A letting agent tried has escaped jail after trying to bolster his failing business by spending money paid by tenants to secure their rented homes.
Simon Cawley, 53, ran Severn Sales and Lettings in Worcester, and took £7,640 when his business ran into cash flow problems.
The money was paid by tenants as rent and deposits on six properties in the city between January 2013 and February 2015.
Cawley admitted fraud and was jailed for nine months, suspended for two years, and ordered to pay £700 costs.
Judge Nicolas Cartwright said: “As part of your role as a letting agent you were supposed to be taking a deposit of money and putting it into a deposit protection scheme so that, in due course, tenants who didn’t have deductions from their deposit could get their money back.
“You used that money to ease your own cash flow difficulties, effectively robbing Peter to pay Paul.
“The offence easily crosses the custody threshold but I’m going to give you a chance by imposing a suspended sentence.”
A proceeds of crime hearing aimed at recovering the stolen money is scheduled for July.
Cawley set up the letting business in 2008.
Since his arrest, Cawley’s business has closed and he has moved to Devon, where he works as a landscape gardener.
Meanwhile, Heather Crabb, a former director of Drake Homes, a letting agency trading in and around Plymouth, Devon, has been charged with five charges of fraud and theft involving around £450,000.

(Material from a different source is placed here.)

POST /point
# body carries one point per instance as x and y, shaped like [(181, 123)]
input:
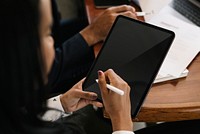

Crabb, 51, of Citadel Road, Plymouth, is on unconditional bail and will attend Plymouth Magistrates Court for a hearing on March 1.
She was arrested in December 2016 after a police inquiry in response to complaints from landlords and tenants around the city.
Finally in this roundup, landlord David Corry faced magistrates in Newcastle-under-Lyme, Staffordshire, charged with failing to produce a gas safety certificate to the HSE.
The charge relates to an improvement notice and demands to see a gas safety certificate served on Corry in August 2016.
Corry failed to comply with notice.
He admitted the offence and was sentenced to serve 36 weeks in jail, suspended for 12 months. He also must serve 140 hours of unpaid work and was ordered to pay costs £6,426.
After the hearing, HSE inspector Wayne Owen said: “David Corry potentially put the health of his tenants at risk and chose to ignore the repeated requests by the HSE to produce the gas safety record.
“Every year around seven people die from carbon monoxide poisoning caused by gas appliances and flues that have not been properly installed, maintained or that are poorly ventilated. It is important that landlords fulfil their legal gas safety obligations to their tenants.”